Brunet et Caroline ou le Chansonnier impromptu, opéra en un acte, livret de Joseph-Alexandre de Ségur, dit Ségur jeune, musique de Bernardo Mengozzi, 17 Messidor an 7 [5 juillet 1799].

Théâtre Montansier Variétés

Almanach des Muses 1800

Brazier, Histoire des petits théâtres de Paris depuis leur origine, Volume 2, p. 21 :

Brunet a été un acteur parfait de naturel et de naïveté ; son jeu était non seulement simple et vrai, mais encore il était chaste, et je n’exagère pas. Brunet apportait sur la scène cet air timide et embarrassé qu’il garde à la ville : c’est peut-être à cette extrême timidité, à cette gaucherie modeste, qui ne le quittent pas dans le monde, qu’il a dû son succès au théâtre.

Brunet était aimé au point que l’on fit pour lui et une actrice nommée Caroline1, qui avait une voix ravissante, une pièce intitulée Brunet et Caroline. M. le comte de Ségur en était l’auteur.

1. Cette comédienne est morte en 1807.

Courrier des spectacles, n° 865 du 18 messidor an 7 [6 juillet 1799, p. 2 :

[La pièce est faite pour mettre en valeur Brunet et mademoiselle Caroline, les deux acteurs contrastant fortement. Leur asssociation attire évidemment le public; et il a fallu bien sûr imaginer une intrigue permettant de les confronter dans une situation où ils puissent montrer leur talent. Brunet devient un auteur virtuel de tragédies, mademoiselle Caroline fait de la musique, et le rival (heureux) de Brunet auprès d'elle compose des « poésies légeres et pittoresques. Tous trois sont logés dans la même maison, le théâtre montrant leurs trois logements. Et bien sûr le père de Caroline cherche sa fille... Un vague imbroglio autour des couplets commis par le père permet d'amener un dénouement facile : ce n'est pas Brunet qui épouse Caroline, mais son rival. Si le rôle des deux jeunes mariés « sont agréables et remplis de jolis détails », le rôle de Brunet est jugé sévèrement : c'est « un tissu d'inepties », que seul le talent de Brunet rend tolérable, même s'il comporte « quelques traits d'esprit et de critique ». Et la musique est de qualité, soutenue de plus de « la voix flexible, j'ai dit presque divine, de l'intéressante Caroline ».]

Théàtre Montansier.

Brunet et Caroline, ce titre est neuf. Voyons un peu : qui est-ce qui joue dans cette pièce ? Brunet lui-même et Caroline. Ah ! il faut voir ça, il faut voir Brunet et Caroline. Voilà ce que l’on se disoit hier soir, et on est allé voir l’opéra donné hier à ce théâtre sous ce nom ou sous celui du Chansonnier impromptu.
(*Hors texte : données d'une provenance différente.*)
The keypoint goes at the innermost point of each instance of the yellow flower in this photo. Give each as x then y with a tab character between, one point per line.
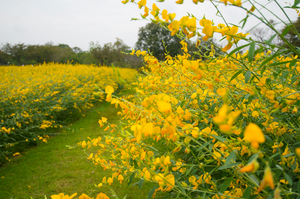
221	91
251	167
267	180
84	196
254	135
142	3
110	180
120	178
297	151
63	196
155	10
102	196
164	106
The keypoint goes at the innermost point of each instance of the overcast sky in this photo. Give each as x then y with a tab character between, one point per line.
78	22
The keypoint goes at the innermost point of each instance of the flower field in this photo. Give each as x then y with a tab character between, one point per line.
35	99
225	126
229	124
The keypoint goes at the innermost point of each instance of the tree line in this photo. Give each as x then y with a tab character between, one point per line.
153	38
108	54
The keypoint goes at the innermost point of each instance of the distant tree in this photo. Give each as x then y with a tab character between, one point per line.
3	58
77	50
292	35
262	34
152	36
16	52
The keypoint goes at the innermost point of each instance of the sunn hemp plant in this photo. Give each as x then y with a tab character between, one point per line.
229	124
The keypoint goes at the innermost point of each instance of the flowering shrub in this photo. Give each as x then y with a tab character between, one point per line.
34	99
230	125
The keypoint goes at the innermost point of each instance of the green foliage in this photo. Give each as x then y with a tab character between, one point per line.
157	39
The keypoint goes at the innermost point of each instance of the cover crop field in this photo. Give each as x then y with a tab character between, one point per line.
222	126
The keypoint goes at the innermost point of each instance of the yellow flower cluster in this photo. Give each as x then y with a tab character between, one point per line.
36	98
196	110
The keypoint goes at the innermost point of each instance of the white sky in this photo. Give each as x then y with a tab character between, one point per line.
77	22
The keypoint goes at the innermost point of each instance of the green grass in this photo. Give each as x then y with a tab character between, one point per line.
52	168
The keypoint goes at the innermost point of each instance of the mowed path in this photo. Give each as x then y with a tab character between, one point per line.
53	168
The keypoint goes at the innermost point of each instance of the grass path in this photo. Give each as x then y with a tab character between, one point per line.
52	168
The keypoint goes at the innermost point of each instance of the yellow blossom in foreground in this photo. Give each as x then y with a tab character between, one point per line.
84	196
63	196
102	196
251	167
254	135
267	180
297	151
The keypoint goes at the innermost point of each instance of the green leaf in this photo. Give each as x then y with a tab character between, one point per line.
247	193
219	138
141	183
247	76
226	184
236	74
152	192
237	49
130	179
180	187
231	158
288	178
296	2
228	166
298	186
251	51
270	40
279	63
286	30
190	169
268	59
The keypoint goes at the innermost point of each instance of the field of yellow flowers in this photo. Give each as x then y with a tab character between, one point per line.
231	121
37	98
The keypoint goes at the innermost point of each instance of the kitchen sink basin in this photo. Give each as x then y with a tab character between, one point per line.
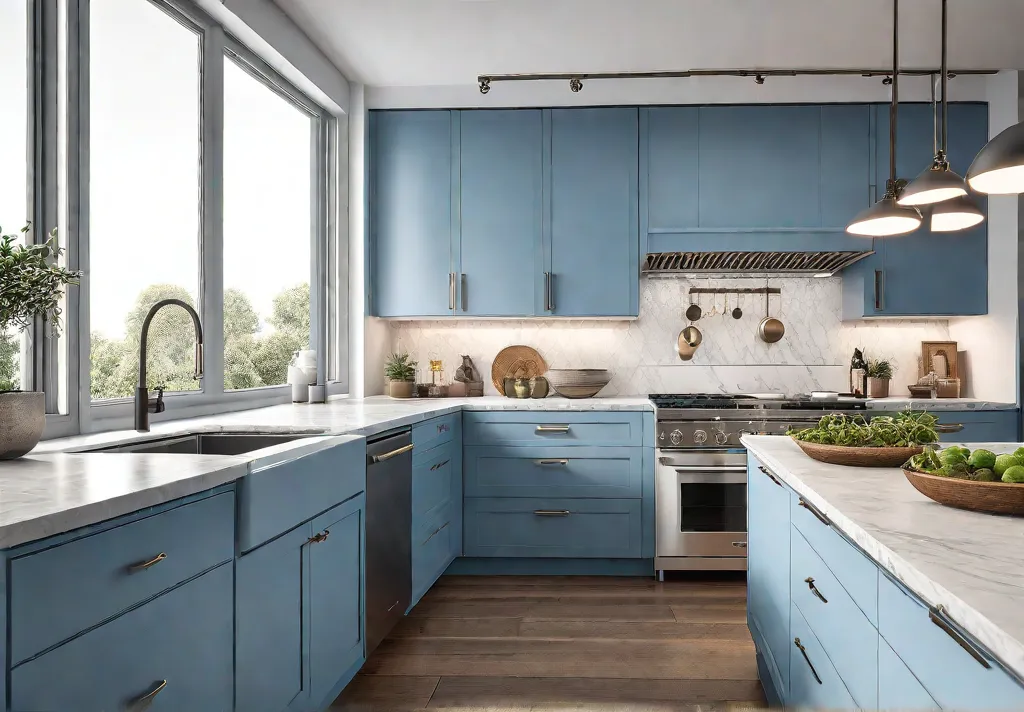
204	444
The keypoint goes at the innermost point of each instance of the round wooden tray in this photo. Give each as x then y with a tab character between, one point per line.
994	498
858	457
516	362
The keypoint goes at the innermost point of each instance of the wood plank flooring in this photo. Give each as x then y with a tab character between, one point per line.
565	642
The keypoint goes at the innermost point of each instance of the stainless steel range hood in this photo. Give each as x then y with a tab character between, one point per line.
797	263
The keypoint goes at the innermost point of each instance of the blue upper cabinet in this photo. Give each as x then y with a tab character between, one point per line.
411	213
924	274
592	244
755	177
501	212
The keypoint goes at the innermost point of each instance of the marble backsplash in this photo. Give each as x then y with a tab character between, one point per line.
814	353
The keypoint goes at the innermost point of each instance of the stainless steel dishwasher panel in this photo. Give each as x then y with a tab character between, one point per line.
389	512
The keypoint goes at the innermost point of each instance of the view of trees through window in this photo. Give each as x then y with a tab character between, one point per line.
13	147
145	242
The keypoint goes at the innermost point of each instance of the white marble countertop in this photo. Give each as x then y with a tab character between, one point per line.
55	489
970	562
939	404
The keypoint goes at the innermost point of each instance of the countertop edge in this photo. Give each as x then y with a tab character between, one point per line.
1008	650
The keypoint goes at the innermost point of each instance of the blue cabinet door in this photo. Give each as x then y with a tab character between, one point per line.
411	202
501	212
768	572
593	248
173	653
270	665
926	273
336	597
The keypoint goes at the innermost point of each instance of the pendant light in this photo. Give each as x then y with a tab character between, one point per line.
887	217
937	182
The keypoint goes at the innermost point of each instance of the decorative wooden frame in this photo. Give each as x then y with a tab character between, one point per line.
931	348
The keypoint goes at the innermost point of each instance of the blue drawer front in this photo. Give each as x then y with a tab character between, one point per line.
600	429
433	486
432	552
552	528
611	472
951	676
856	573
58	592
278	498
184	637
814	684
433	432
898	688
848	638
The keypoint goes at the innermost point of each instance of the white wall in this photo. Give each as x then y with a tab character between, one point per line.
992	365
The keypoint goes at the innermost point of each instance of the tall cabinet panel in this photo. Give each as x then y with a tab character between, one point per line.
592	245
501	212
411	214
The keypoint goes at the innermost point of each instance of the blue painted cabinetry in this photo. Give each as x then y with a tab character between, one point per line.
852	637
924	274
437	513
592	250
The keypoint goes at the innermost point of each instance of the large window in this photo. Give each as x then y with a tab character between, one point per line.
267	229
143	194
14	83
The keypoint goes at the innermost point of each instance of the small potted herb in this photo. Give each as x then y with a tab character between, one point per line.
400	374
32	283
880	372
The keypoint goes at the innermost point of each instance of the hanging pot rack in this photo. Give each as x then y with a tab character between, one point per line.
576	80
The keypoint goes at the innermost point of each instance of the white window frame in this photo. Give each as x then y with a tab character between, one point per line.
60	66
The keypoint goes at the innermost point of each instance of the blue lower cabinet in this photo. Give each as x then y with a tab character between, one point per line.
174	653
553	528
846	635
768	571
953	670
336	597
814	684
299	613
898	687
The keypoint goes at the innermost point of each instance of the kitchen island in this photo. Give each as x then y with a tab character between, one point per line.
905	601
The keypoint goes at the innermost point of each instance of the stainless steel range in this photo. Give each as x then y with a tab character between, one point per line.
700	477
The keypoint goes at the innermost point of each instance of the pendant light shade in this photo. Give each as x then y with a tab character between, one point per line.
934	185
958	213
884	218
998	168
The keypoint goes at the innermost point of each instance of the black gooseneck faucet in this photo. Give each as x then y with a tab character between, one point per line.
143	405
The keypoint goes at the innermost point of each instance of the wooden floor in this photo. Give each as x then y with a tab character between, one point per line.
565	642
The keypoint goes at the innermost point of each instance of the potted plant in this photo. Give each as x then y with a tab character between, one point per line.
880	372
32	283
400	375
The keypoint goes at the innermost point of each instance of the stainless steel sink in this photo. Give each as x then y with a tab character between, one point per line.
204	444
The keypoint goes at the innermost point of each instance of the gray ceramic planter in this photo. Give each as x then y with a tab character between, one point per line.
23	417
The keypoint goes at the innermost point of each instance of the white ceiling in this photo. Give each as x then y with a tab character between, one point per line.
450	42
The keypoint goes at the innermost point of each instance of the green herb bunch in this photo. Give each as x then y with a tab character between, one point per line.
904	429
32	282
399	368
880	368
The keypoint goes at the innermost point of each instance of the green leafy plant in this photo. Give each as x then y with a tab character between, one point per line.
903	429
32	282
399	368
880	368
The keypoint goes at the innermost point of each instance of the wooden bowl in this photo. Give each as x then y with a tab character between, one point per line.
994	498
858	457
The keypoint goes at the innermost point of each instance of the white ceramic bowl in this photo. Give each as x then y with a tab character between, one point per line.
578	383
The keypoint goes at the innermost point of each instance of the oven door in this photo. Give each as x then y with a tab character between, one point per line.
701	504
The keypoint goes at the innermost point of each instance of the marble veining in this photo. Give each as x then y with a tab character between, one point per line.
641	353
970	562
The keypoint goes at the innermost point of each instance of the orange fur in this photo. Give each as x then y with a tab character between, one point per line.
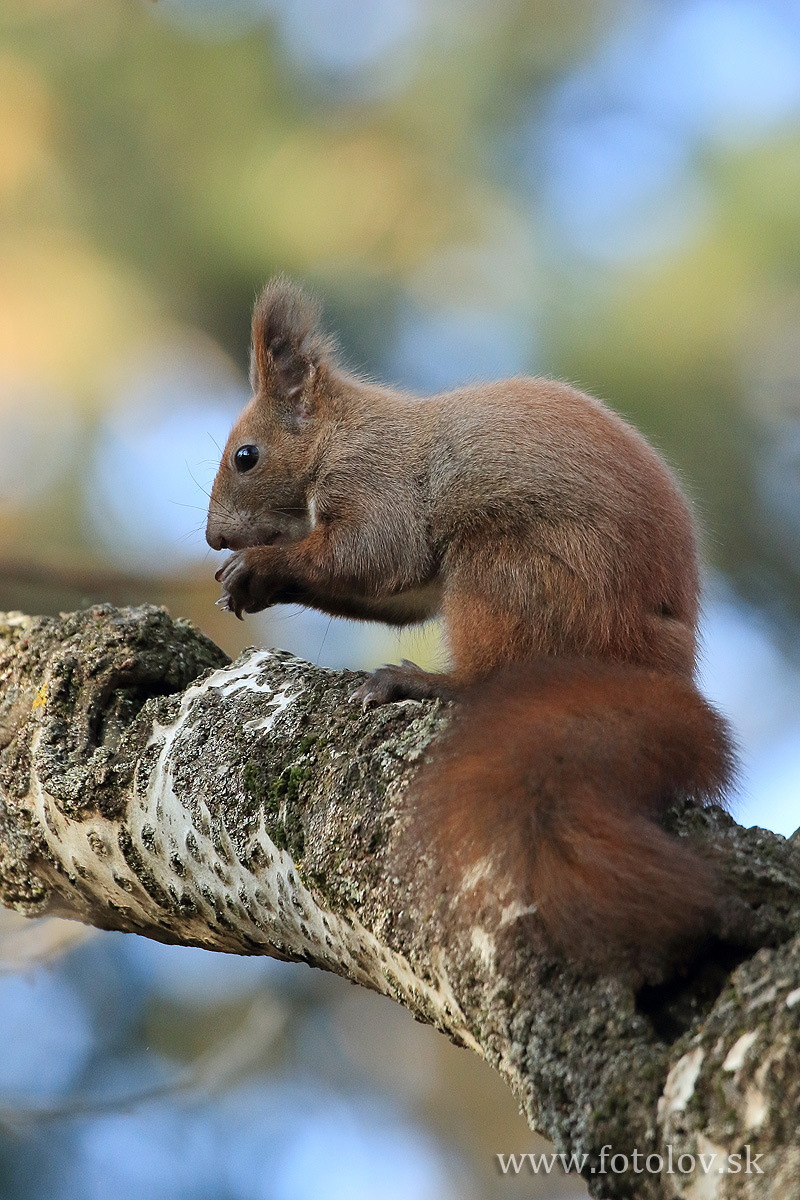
548	793
561	556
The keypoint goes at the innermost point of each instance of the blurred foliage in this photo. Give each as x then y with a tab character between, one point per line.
156	167
474	187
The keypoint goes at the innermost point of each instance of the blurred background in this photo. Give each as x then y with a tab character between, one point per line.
607	191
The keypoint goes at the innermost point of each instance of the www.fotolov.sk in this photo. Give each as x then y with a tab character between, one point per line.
711	1163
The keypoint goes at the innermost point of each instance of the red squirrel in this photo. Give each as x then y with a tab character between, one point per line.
561	556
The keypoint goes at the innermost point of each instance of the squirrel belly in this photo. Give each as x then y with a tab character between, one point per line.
560	553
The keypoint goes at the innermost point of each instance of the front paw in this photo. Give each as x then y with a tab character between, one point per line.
244	587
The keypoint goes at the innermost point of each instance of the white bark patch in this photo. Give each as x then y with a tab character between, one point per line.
483	946
735	1056
709	1171
680	1083
168	867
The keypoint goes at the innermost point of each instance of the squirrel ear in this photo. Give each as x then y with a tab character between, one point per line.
288	348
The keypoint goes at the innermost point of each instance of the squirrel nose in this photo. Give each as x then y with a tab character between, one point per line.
215	539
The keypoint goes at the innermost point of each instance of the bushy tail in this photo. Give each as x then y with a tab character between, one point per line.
549	792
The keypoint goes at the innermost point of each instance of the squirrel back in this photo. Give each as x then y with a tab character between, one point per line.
560	553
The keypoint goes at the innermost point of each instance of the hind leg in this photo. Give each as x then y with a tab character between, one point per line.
403	682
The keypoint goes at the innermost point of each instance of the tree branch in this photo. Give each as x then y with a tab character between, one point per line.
148	785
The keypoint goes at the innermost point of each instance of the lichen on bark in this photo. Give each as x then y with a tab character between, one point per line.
149	785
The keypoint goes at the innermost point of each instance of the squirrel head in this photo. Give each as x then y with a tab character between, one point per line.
260	492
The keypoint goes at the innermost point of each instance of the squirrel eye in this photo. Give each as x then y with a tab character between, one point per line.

Dumont , poëte lyrique domicilié à Rouen, a désigné pour son gendre Brunet son parent, qu’il n’a jamais v , parce que ce Brunet a la réputation de faire aussi des vers. Il a donc signifié à Caroline sa fille de ne plus voir Derval son amant, mais Caroline, pour éviter le malheur d’épouser Brunet, se refugie à Paris chez une de ses tantes qui la reçoit avec bonté et qui la dérobé à toutes les poursuites et aux recherches de sou père. Derval a suivi son amante dans la capitale, maïs il ne peut avoir accès chez elle : Dumont a pris aussi le parti de chercher sa fille, et il s’est mis en route. Il est descendu dans une hôtellerie voisine de la maison de sa sœur, et il ne soupçonne pas être aussi près de celle qui est l’objet de ses recherches. Il loge dans un appartement au-dessous duquel est une chambre occupée par Brunet, ce poète ou plutôt ce misérable rimailleur qui prétend à la main de sa fille.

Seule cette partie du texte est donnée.